Way below economists’ forecasts of 180,000 non-farm payrolls growth for last month, the Bureau of Labor Statistics’ first estimate
was barely half the average March addition of the last 7 years, since the global financial crisis of 2008-2009.
The jobless rate fell however to 4.5% last month, the lowest level since the US housing slowdown began hitting hedge funds betting on subprime mortgage investment bonds
in May 2007.
Investing in gold futures and options had already spiked the price up to $1269 per ounce overnight, adding nearly $20 per ounce inside 1 hour of the US airstrikes in Syria, authorised by the new US President’s sudden U-turn against the Assad regime.
Chinese gold prices extended their premium over London bullion quotes to $12.75 per ounce at Shanghai’s afternoon ‘fixing’ benchmark
, offering the strongest incentive this week to new imports into the world No.1 consumer nation.
“The 200-day Moving Average at $1259 has proved significant resistance for gold,” said a technical analysis from French investment bank Societe Generale yesterday, also highlighting the multi-month peak of 6 weeks ago, some $5 above there.
Looking back to that late-February high, “The formation of a Double Top on hourly charts further gives evidence [that] $1259/1264 remains a key level,” the note said.
“Undoubtedly,” added Russia’s Foreign Ministry, “the US military action is an attempt to distract attention
from…actions conducted by the US-led coalition [in which] hundreds of civilians have been killed and a humanitarian catastrophe has been gathering pace.”
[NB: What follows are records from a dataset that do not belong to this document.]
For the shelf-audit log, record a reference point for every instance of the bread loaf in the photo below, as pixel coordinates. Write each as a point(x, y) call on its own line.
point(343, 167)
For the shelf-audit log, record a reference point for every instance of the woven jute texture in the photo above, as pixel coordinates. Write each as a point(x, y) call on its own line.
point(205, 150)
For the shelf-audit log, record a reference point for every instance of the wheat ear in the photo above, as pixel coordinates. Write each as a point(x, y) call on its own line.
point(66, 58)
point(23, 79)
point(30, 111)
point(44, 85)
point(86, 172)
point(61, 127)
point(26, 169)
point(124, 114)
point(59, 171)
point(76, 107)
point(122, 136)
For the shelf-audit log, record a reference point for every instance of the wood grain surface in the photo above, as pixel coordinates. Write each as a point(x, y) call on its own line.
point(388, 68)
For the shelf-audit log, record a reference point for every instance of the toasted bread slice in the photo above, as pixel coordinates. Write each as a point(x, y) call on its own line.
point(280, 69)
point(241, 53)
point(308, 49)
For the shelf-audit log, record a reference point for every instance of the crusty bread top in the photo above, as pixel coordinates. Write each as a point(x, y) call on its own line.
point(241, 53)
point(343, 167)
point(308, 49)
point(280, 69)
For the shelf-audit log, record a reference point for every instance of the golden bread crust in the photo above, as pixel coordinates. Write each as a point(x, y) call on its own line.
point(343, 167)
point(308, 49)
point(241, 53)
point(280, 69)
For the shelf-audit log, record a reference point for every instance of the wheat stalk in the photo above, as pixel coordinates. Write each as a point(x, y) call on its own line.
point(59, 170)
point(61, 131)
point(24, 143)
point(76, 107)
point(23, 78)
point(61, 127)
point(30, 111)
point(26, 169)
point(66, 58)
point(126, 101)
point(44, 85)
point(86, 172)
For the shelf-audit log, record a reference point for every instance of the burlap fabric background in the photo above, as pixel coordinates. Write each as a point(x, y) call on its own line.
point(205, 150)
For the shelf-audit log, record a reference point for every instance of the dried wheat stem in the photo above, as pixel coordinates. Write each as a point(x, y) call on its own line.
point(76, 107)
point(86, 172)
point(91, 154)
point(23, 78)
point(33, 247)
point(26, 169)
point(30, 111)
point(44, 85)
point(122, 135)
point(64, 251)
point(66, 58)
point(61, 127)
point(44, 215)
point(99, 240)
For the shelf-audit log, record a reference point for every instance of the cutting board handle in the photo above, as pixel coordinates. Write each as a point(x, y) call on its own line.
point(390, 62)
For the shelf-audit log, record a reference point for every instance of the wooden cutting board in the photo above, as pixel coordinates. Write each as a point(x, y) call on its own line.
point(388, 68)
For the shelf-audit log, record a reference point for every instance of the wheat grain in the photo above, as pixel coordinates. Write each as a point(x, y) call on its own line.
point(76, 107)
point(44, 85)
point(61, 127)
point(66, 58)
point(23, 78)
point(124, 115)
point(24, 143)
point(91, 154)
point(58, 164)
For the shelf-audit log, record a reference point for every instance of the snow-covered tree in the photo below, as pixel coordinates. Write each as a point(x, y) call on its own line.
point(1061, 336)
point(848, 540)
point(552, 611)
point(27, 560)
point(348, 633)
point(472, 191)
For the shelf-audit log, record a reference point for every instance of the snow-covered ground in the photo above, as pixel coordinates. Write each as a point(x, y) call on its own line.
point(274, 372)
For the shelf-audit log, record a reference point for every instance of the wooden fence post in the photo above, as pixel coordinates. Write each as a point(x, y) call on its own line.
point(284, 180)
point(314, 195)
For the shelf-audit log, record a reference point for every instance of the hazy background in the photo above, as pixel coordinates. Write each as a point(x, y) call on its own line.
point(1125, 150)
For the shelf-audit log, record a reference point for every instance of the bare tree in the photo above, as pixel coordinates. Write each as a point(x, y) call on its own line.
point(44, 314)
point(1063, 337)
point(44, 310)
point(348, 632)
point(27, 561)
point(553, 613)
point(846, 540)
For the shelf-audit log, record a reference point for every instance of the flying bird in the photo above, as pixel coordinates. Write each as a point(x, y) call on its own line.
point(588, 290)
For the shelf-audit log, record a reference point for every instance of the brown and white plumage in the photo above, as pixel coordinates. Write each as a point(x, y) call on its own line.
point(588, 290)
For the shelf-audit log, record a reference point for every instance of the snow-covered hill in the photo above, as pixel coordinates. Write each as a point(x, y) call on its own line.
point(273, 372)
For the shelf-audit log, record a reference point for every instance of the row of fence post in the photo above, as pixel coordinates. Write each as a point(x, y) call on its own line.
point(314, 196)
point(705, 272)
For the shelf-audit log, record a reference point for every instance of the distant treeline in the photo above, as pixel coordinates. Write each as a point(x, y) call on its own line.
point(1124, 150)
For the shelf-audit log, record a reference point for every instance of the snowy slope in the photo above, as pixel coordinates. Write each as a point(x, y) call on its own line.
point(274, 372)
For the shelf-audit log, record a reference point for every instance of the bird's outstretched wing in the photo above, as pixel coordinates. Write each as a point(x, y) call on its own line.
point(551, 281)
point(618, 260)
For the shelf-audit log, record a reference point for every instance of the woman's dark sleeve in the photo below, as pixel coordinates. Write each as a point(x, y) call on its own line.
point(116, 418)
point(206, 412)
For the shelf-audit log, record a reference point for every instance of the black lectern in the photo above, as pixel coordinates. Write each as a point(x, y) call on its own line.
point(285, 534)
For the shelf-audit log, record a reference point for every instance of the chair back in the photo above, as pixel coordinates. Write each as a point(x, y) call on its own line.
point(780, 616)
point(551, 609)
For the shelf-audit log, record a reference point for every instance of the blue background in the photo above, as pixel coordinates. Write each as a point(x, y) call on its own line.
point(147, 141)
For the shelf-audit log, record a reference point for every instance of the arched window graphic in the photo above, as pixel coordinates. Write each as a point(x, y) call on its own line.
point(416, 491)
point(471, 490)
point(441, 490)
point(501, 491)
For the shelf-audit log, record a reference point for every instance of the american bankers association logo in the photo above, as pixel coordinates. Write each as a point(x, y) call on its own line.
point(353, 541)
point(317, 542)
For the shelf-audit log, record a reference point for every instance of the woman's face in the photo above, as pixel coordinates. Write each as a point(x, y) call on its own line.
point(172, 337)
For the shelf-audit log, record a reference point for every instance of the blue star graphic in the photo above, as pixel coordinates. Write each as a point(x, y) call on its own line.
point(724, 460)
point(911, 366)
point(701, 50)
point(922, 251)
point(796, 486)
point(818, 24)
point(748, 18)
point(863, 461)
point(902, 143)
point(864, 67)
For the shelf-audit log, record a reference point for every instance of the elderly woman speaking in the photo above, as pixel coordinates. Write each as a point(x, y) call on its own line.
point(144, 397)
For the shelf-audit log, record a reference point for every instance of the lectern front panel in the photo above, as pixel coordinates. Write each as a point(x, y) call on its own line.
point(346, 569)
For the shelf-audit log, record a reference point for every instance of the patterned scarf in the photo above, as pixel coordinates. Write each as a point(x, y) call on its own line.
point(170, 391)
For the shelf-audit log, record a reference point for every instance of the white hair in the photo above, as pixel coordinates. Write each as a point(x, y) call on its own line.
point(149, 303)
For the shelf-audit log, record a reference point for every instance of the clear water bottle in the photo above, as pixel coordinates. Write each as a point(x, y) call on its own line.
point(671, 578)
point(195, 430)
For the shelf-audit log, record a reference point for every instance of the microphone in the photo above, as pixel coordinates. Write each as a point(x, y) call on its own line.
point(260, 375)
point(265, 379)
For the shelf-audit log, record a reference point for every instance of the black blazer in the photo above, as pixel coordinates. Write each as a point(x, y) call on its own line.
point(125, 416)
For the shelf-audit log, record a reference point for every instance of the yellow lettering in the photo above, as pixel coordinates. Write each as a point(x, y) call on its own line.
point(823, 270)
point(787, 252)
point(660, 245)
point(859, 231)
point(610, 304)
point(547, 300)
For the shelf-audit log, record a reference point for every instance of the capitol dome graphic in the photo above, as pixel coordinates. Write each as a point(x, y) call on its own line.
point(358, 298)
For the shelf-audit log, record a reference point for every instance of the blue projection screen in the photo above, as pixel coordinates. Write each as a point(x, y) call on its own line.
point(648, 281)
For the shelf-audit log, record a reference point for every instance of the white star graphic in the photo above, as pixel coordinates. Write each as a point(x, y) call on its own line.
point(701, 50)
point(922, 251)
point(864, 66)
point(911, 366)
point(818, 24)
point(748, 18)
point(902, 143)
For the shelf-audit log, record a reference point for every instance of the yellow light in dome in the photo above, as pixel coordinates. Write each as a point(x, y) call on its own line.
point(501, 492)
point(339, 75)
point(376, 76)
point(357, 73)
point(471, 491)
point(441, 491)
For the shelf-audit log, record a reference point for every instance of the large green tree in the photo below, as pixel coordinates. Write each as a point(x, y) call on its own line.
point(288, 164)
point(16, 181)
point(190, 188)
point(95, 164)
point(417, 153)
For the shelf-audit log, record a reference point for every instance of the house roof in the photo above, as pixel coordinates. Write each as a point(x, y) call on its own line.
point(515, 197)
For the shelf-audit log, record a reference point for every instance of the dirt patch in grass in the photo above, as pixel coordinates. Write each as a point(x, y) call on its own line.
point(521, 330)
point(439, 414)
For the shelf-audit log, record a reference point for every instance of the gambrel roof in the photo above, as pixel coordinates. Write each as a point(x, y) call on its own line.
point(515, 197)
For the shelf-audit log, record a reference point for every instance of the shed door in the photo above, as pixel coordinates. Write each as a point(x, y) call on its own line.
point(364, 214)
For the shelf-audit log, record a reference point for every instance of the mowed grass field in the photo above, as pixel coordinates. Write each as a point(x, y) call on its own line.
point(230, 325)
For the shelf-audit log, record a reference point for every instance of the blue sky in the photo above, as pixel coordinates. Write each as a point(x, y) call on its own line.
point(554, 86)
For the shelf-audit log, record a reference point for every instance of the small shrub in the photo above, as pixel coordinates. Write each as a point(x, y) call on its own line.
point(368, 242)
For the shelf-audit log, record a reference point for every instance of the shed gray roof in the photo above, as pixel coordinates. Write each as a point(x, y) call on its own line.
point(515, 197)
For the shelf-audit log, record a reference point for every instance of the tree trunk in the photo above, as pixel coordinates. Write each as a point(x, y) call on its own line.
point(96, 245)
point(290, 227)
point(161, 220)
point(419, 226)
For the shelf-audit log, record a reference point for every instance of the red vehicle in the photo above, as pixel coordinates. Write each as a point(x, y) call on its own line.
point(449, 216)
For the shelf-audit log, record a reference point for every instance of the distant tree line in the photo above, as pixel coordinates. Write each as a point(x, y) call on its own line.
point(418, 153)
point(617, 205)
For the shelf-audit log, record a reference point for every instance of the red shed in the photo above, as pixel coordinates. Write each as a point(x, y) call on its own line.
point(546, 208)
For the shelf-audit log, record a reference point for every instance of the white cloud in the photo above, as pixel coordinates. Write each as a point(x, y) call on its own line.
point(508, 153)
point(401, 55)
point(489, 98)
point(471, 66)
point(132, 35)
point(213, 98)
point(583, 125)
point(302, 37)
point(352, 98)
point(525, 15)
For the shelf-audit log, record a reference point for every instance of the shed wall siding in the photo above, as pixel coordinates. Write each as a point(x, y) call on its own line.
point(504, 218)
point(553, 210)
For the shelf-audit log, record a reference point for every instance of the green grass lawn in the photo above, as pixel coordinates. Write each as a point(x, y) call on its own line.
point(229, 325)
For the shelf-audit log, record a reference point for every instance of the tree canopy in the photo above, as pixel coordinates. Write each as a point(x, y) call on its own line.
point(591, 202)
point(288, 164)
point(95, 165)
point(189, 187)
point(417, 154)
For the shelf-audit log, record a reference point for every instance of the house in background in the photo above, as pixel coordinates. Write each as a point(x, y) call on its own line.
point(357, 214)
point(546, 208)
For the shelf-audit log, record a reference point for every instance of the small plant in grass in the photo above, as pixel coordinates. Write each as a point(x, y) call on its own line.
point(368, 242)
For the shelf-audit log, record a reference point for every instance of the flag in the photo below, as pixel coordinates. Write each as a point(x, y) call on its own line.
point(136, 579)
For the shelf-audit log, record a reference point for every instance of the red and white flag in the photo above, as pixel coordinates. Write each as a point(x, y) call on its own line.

In London, “Where will it all end?”
asked former UKIP leader and Brexit victor Nigel Farage – now a radio talk-show host in London, rather than UK ambassador to Washington as Trump had suggested – saying that “Whatever Assad’s sins, he is secular,” as opposed to religious-inspired terrorists.
Welcoming the US action after this week’s Sarin gas attack on civilians in Syria’s opposition-held city of Idlib, foreign minister Mevlut Cavusoglu of neighboring Turkey – formerly the world No.4 gold buying nation
, now down to 6th – meantime said he “[won’t be] diplomatic at all”
in telling the United States it needs to stop supporting Kurdish separatists the YPG, also now fighting ISIS in the Syrian conflict.
Even with Russia and the US split, “You’ve got two superpowers competing over a terrorist organization,” Cavusoglu said.
“If our allies leave us alone in the fight against [Kurdish] terrorism…we’ll continue on our own.”
Following last year’s failed coup attempt in Ankara, Turkey on April 16 will hold a controversial referendum on giving President Erdogan sweeping new powers.
Opinion polls currently show a 53.3% vote for ‘No’
nationwide, but ‘Yes’ rises to 70% in Erdogan’s key support-base region of Central Anatolia.